Аль-Мамун в задумчивости опустил голову, ему приходило на ум множество разных мыслей, но он решил о них умолчать.
– Так что ты предлагаешь?
Сельман обрадовался этому вопросу.
– Если эмир верующих не возражает, я избавлю его от аль-Фадля, скажем, с помощью ложки меда или глотка воды.
Аль-Мамун подивился отчаянной храбрости своего гостя и про себя отметил: «Да, столь вероломный человек равно опасен для врагов и для друзей. Если он с такой легкостью решается на убийство аль-Фадля после того, как был у него в услужении, трудно поручиться, что он по какой-либо причине не повернет свое оружие против того, кому теперь служит». Однако в предложении Сельмана аль-Мамун усмотрел счастливую возможность отделаться от опеки аль-Фадля. Он помолчал некоторое время, потом небрежно бросил:
– Стоит об этом подумать…
Такого ответа Сельману было вполне достаточно, потому что он, разумеется, не мог рассчитывать на откровенное согласие халифа.
Аль-Мамун дал попять, что аудиенция окончена, и Сельман удалился. Халиф еще долго обдумывал предложение Сельмана, опасаясь подвоха со стороны своего визиря. Он решил осторожно выпытать все у самого аль-Фадля.

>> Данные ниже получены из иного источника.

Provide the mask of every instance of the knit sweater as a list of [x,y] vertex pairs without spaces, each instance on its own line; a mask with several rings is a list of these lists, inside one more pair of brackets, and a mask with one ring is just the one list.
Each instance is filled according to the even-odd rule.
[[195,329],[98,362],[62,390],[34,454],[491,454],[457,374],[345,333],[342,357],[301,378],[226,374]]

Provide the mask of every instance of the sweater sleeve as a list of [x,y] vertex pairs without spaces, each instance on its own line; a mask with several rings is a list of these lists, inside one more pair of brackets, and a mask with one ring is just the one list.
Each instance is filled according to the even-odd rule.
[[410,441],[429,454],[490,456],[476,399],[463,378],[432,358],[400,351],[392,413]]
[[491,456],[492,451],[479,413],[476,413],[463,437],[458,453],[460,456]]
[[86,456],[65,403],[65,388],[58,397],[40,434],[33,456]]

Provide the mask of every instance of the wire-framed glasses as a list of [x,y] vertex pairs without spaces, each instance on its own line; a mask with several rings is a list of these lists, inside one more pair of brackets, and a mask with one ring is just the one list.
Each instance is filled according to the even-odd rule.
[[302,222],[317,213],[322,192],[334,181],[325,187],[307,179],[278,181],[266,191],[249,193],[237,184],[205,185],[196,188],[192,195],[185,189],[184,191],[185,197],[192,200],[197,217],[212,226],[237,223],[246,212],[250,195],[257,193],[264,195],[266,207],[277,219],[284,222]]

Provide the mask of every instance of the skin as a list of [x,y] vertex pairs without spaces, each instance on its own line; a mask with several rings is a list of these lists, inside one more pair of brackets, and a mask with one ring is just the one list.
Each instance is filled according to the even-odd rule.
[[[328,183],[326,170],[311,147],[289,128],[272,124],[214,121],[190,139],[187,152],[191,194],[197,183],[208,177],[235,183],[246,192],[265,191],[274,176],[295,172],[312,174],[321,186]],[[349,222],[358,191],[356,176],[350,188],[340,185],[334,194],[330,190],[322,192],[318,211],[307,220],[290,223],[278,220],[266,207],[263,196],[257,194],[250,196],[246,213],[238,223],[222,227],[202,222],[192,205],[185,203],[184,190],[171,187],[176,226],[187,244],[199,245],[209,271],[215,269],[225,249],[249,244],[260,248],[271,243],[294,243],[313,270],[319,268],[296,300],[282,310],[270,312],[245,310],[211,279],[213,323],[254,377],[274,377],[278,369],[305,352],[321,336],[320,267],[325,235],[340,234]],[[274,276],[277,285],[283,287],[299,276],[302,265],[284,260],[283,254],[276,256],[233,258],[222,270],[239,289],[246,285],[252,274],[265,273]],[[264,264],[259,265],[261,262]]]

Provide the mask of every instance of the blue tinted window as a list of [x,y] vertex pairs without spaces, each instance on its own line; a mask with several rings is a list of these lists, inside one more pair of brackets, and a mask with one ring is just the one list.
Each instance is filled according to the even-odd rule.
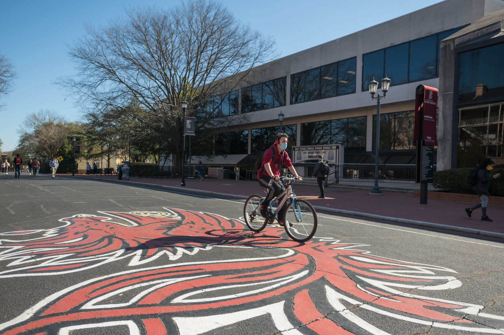
[[461,27],[460,28],[455,28],[455,29],[452,29],[451,30],[448,30],[447,31],[445,31],[442,33],[439,33],[437,35],[437,75],[436,76],[439,76],[439,57],[440,56],[440,51],[441,51],[441,41],[444,40],[445,38],[450,36],[451,35],[453,35],[457,32],[459,31],[462,29],[463,27]]
[[241,90],[241,112],[252,111],[252,88],[246,87]]
[[229,114],[236,114],[238,113],[238,91],[233,91],[228,96],[229,101]]
[[304,101],[305,72],[300,72],[290,76],[290,103],[298,104]]
[[409,81],[435,77],[437,36],[432,35],[410,43]]
[[353,58],[338,63],[338,95],[355,93],[355,62]]
[[373,77],[379,82],[384,77],[384,55],[383,50],[362,55],[362,91],[369,90]]
[[338,94],[338,63],[321,67],[320,72],[320,97],[336,97]]
[[273,80],[273,106],[285,106],[286,77]]
[[504,97],[504,43],[460,54],[459,102]]
[[314,100],[320,97],[320,68],[306,71],[304,96],[306,101]]
[[[408,43],[385,49],[385,73],[391,85],[408,82]],[[379,82],[380,79],[376,81]]]
[[274,90],[273,80],[263,83],[263,108],[273,107]]

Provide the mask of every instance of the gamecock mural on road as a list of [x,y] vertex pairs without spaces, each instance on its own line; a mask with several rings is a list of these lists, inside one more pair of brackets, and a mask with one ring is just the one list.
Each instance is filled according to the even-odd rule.
[[196,335],[258,317],[284,335],[383,335],[394,322],[504,333],[484,325],[504,320],[484,306],[432,296],[462,285],[455,271],[374,256],[366,245],[299,243],[276,226],[254,233],[241,219],[174,209],[59,221],[1,234],[3,280],[68,283],[0,324],[2,333]]

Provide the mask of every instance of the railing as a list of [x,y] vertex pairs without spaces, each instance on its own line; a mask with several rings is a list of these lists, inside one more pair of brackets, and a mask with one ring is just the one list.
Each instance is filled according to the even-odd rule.
[[[294,164],[296,171],[302,177],[311,178],[316,163]],[[329,164],[331,172],[328,176],[328,185],[337,184],[341,179],[374,179],[374,164]],[[436,166],[433,166],[435,172]],[[379,164],[378,178],[413,181],[416,175],[414,164]]]
[[233,179],[234,180],[252,180],[252,172],[247,170],[245,172],[245,178],[243,178],[236,173],[225,169],[222,171],[223,177],[224,179]]

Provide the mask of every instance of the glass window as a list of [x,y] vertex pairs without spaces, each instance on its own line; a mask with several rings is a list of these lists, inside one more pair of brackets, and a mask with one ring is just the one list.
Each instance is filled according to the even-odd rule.
[[320,68],[320,97],[336,97],[338,94],[338,63],[333,63]]
[[415,111],[396,113],[396,134],[394,149],[413,149],[413,125],[415,123]]
[[439,76],[439,57],[441,54],[441,41],[448,36],[453,35],[463,28],[464,27],[461,27],[460,28],[455,28],[451,30],[444,31],[437,34],[437,75],[436,76],[438,77]]
[[[380,150],[393,150],[394,141],[394,121],[395,113],[380,114]],[[373,115],[372,147],[376,143],[376,116]]]
[[504,98],[504,43],[460,54],[459,102]]
[[273,107],[285,106],[286,77],[273,80]]
[[366,150],[366,125],[367,118],[358,116],[348,119],[347,145],[345,150]]
[[252,87],[241,90],[241,113],[252,111]]
[[314,100],[320,97],[320,68],[306,71],[304,98],[306,101]]
[[368,83],[373,80],[373,77],[378,82],[384,77],[384,56],[385,52],[383,50],[362,55],[363,91],[369,90]]
[[271,108],[273,107],[273,81],[270,80],[263,83],[263,108]]
[[348,128],[348,119],[339,119],[332,121],[330,144],[343,144],[346,147]]
[[290,76],[290,103],[298,104],[304,101],[305,73],[300,72]]
[[251,134],[250,142],[252,145],[251,153],[260,153],[262,152],[261,148],[262,147],[262,139],[261,128],[252,129]]
[[410,43],[410,81],[436,76],[437,53],[437,35],[424,37]]
[[238,113],[238,91],[233,91],[228,96],[229,104],[229,114]]
[[338,95],[355,93],[355,67],[356,58],[338,63]]
[[301,145],[328,144],[330,138],[330,121],[301,124]]
[[[391,85],[408,82],[408,43],[403,43],[385,49],[385,73]],[[381,78],[380,78],[381,79]],[[380,81],[380,79],[376,79]]]

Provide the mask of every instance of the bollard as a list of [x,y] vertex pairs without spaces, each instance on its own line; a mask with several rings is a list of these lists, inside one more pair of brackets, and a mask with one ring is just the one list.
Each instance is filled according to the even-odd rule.
[[122,172],[122,180],[130,180],[130,168],[128,166],[128,164],[130,163],[130,161],[123,160],[122,163],[124,164],[124,166],[121,169],[121,171]]

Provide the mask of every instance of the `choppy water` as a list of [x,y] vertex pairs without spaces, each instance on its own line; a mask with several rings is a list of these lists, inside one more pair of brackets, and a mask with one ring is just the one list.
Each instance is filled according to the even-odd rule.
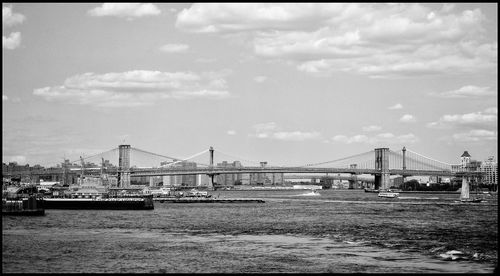
[[[266,203],[155,202],[152,211],[2,218],[2,273],[491,273],[498,198],[363,191],[221,191]],[[451,260],[446,253],[461,251]],[[444,254],[444,255],[443,255]]]

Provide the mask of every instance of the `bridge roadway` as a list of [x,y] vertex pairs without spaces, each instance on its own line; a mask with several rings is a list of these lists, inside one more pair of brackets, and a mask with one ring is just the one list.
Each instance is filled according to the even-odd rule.
[[[67,170],[70,173],[80,173],[81,169],[72,168]],[[116,168],[106,169],[104,173],[116,175],[120,171]],[[130,176],[164,176],[164,175],[193,175],[193,174],[239,174],[239,173],[313,173],[313,174],[381,174],[381,170],[376,169],[356,169],[356,168],[304,168],[304,167],[212,167],[212,168],[130,168],[128,170]],[[33,171],[17,171],[17,172],[2,172],[5,177],[21,176],[21,175],[53,175],[62,174],[63,169],[58,170],[33,170]],[[85,174],[96,175],[100,173],[97,168],[85,168]],[[391,175],[404,176],[449,176],[460,177],[464,175],[476,175],[480,172],[452,172],[452,171],[432,171],[432,170],[403,170],[389,169]]]
[[[158,169],[131,169],[130,176],[161,176],[161,175],[189,175],[189,174],[238,174],[238,173],[349,173],[349,174],[380,174],[376,169],[354,169],[354,168],[304,168],[304,167],[242,167],[242,168],[158,168]],[[425,176],[455,176],[451,171],[431,170],[402,170],[391,169],[392,175],[425,175]]]

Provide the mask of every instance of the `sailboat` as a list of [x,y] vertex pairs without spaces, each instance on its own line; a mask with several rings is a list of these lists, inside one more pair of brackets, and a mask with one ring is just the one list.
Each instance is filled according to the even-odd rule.
[[482,198],[471,198],[469,194],[469,182],[467,179],[462,178],[462,191],[460,192],[460,202],[464,203],[477,203],[483,201]]

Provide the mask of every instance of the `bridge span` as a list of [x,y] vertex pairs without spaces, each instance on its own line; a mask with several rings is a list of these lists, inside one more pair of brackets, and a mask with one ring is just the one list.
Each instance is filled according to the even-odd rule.
[[[115,151],[113,149],[111,151]],[[376,189],[388,189],[390,187],[390,176],[400,175],[403,177],[407,176],[441,176],[441,177],[471,177],[478,176],[478,172],[466,172],[466,171],[453,171],[451,164],[436,161],[434,159],[422,156],[418,153],[411,152],[408,155],[406,148],[403,147],[401,151],[394,152],[390,151],[389,148],[376,148],[373,151],[357,154],[351,157],[341,158],[338,160],[307,164],[304,166],[267,166],[263,165],[266,162],[261,162],[261,166],[220,166],[214,165],[214,149],[210,147],[209,152],[209,164],[201,164],[202,166],[190,166],[183,167],[178,166],[180,162],[186,161],[174,159],[168,156],[161,156],[165,158],[171,158],[172,162],[166,163],[166,165],[161,167],[135,167],[131,166],[131,150],[137,150],[142,153],[147,153],[151,155],[161,156],[154,153],[149,153],[143,150],[133,149],[130,145],[119,145],[117,148],[118,152],[118,167],[104,169],[101,168],[86,168],[84,166],[84,160],[80,157],[82,166],[81,168],[50,168],[50,170],[38,170],[29,172],[13,172],[6,173],[2,172],[4,176],[9,176],[16,174],[22,175],[43,175],[46,173],[56,173],[61,174],[67,173],[71,170],[73,173],[79,173],[83,175],[86,173],[97,174],[103,173],[110,175],[116,175],[118,179],[118,187],[130,187],[130,177],[140,177],[140,176],[170,176],[170,175],[200,175],[205,174],[211,177],[212,184],[215,175],[221,174],[270,174],[270,173],[283,173],[283,174],[349,174],[350,181],[360,180],[357,178],[359,175],[373,175],[375,188]],[[109,152],[109,151],[108,151]],[[203,153],[203,152],[202,152]],[[199,154],[198,154],[199,155]],[[98,155],[94,155],[98,156]],[[368,158],[363,162],[360,161],[362,158]],[[103,163],[104,163],[104,158]],[[335,165],[337,161],[342,161],[344,165]],[[334,164],[332,167],[327,167],[327,164]],[[364,165],[363,165],[364,164]],[[321,167],[318,167],[321,166]]]

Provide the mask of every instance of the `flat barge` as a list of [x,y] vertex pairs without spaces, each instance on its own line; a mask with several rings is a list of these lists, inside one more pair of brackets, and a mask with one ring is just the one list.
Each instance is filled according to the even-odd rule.
[[160,203],[265,203],[256,198],[205,198],[205,197],[181,197],[181,198],[153,198]]
[[21,199],[2,199],[2,216],[44,216],[43,199],[34,196]]
[[44,198],[45,209],[153,210],[151,197],[143,198]]

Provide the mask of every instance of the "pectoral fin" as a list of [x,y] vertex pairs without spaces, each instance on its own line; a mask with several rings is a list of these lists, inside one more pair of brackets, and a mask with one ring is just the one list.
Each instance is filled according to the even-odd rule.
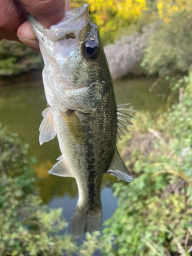
[[117,150],[115,153],[109,169],[107,173],[109,174],[119,178],[121,180],[126,180],[128,182],[133,180],[132,176],[123,163]]
[[71,110],[64,113],[60,111],[62,116],[66,121],[69,132],[73,140],[78,143],[84,142],[84,134],[79,120]]
[[52,140],[56,135],[55,126],[50,108],[47,108],[42,112],[42,115],[44,118],[39,127],[40,145],[46,141]]
[[62,155],[60,156],[57,160],[59,161],[53,165],[52,168],[49,171],[49,173],[57,176],[73,177],[68,169],[63,156]]

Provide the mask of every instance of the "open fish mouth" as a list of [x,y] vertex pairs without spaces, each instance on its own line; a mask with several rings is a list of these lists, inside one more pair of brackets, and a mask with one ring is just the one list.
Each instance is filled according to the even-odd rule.
[[89,21],[88,5],[85,4],[81,7],[66,12],[67,19],[59,24],[52,26],[49,29],[44,27],[33,16],[28,14],[28,19],[33,26],[42,32],[53,42],[65,39],[75,38],[79,30],[85,27]]

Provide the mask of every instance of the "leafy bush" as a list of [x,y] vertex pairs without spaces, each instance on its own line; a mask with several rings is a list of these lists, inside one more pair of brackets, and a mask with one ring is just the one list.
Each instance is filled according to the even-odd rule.
[[190,255],[191,72],[185,80],[180,103],[167,112],[155,120],[143,112],[137,115],[139,139],[130,137],[123,151],[124,157],[131,154],[126,164],[135,179],[129,185],[114,185],[119,205],[104,230],[115,237],[108,255]]
[[191,10],[191,5],[175,12],[169,23],[162,22],[152,34],[141,63],[149,74],[174,76],[188,71],[192,64]]

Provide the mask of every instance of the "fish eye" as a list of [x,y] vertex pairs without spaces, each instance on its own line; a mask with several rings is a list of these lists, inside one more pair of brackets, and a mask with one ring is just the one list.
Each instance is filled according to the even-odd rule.
[[86,58],[95,59],[99,55],[99,48],[94,41],[88,41],[82,47],[82,54]]

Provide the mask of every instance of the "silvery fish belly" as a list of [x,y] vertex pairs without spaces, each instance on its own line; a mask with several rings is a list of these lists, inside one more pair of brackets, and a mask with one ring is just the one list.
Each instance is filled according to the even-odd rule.
[[42,113],[40,143],[56,134],[61,152],[49,173],[76,179],[79,200],[72,232],[98,230],[103,174],[133,179],[116,147],[131,124],[133,111],[127,104],[116,105],[99,34],[87,5],[67,12],[66,18],[50,29],[31,15],[28,19],[45,62],[48,108]]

Как обычно, под вечер визирь явился к аль-Мамуну. Соглядатаи уже доложили ему, что сегодня к халифу приходил Сельман. Узнав эту новость, аль-Фадль решил, что Сельман просил посредничества халифа в женитьбе на Буран, ему даже в голову не пришло, что тот способен на подлый донос, который бы касался общего дела всех персов.
Аль-Мамун умышленно уединился с аль-Фадлем и, беседуя с ним, как бы невзначай упомянул о Сельмане:
– До меня дошли слухи, что этот человек весьма помог нам в Багдаде.
– Да, мой господин, он проявил много хитрости и изворотливости во время нашей войны с аль-Амином. Однако он весьма дорого ценит свои услуги.
– Может, ему следует дать какую-нибудь должность?
– Я уже предлагал, но он отказался, он жаждет того, что недоступно людям его звания. Если бы эмир верующих узнал, о чем шла речь, это бы его необычайно удивило…
– Чего же он хочет?
– Он желает взять в жены Буран, мою племянницу. Когда я сказал, что она помолвлена, он пришел в ярость. Очевидно, он ставит себя выше самого эмира верующих.
А надо сказать, что аль-Мамун к тому времени тайно договорился с аль-Хасаном о своей будущей женитьбе на Буран.
Теперь аль-Мамуну стала понятна причина вражды Сельмана с аль-Фадлем. Он был уверен, что этот человек явился к нему с доносом только из-за своего раздора с визирем, и не стал рассказывать последнему о приходе Сельмана, а только презрительно усмехнулся по адресу доносчика, вслух же выразил удивление по поводу его притязаний. Теперь опасения аль-Мамуна рассеялись, и он перевел разговор на другую тему. После беседы с халифом аль-Фадль ушел в полной уверенности, что заронил в сердце аль-Мамуна ненависть к Сельману.